Recently I came across a blog called “Brainwaves for Leaders” devoted to making neuroscience useful to people in business, developing their “Neurocapability”. It’s wonderful to see so many sites that apply brain science in practical ways. The site emphasizes the need for focused attention as a way to balance the increasing distractions of attention characteristic of modern life. The goal is to build “Attentional Intelligence.”
"Attentional Intelligence is an intelligence which when highly developed allows you to effortlessly but 'mindfully' notice where your attention is at any moment and to intentionally choose where you want it to be." Linda Ray (2012)
The idea of paying attention to what your paying attention to is classic meditation and has been shown to improve overall intelligence. Sustained attention goes into more aspects of a problem or idea and the site has interesting business oriented ways to cultivate it.
 It’s helpful to devise new words in order to better talk about kinds of attention. I’ve borrowed two from brain wave terminology and distinguish between alpha and beta attention. Like the brain waves alpha attention is slower, calmer, gets inside the immediate, giving the present duration. It’s focused attention, fully on the subject at hand. What we bring into focus is where we are engaged. Attention is a sign of our involvement. Brain chemistry then encourages continued involvement because this is where we extend our capacities.

Beta attention is the everyday monkey-mind attention. Its scope is wider, keeping track of more things but in a more surface way, skimming, scanning, switching around. In a study of college students at Ohio State they found that multitasking was emotionally satisfying but not as productive as focused attention, but it was the emotional satisfaction that made checking devices so addictive. Deeper alpha attention takes more in, digests it more fully and is required for any challenge. Which is why challenge is such a good way to train it. Learning any skill provides challenge and extends capability. This is why studying illusionism can be so satisfying. It makes you pay attention to far more about the details and variation within kinds of objects. It demands full attention so is an outstanding arena for building and strengthening those parts of the brain.

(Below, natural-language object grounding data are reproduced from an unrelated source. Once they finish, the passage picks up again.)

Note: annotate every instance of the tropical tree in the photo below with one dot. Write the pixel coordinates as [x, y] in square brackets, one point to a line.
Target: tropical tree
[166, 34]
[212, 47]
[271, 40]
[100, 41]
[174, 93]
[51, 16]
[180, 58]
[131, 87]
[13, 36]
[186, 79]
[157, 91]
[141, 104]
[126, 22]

Beauty commands attention. This makes it powerful. People who try to define beauty don’t understand how ephemeral the quality can be, the momentary effect of the light on a flower that transcends definition. The picture you take is only a reminder, can’t hold the moment itself. Beauty encourages alpha attention, to notice and hold in awareness, take it in more deeply. Alpha attention is the deep attention to particulars, where Blake’s “grain of sand” opens worlds. Reflections, qualities and the movement of light and shadows are as important to the feel of the moment as objects. Reflecting on beauty we become aligned with the guidance provided by our attunement to harmonic relations.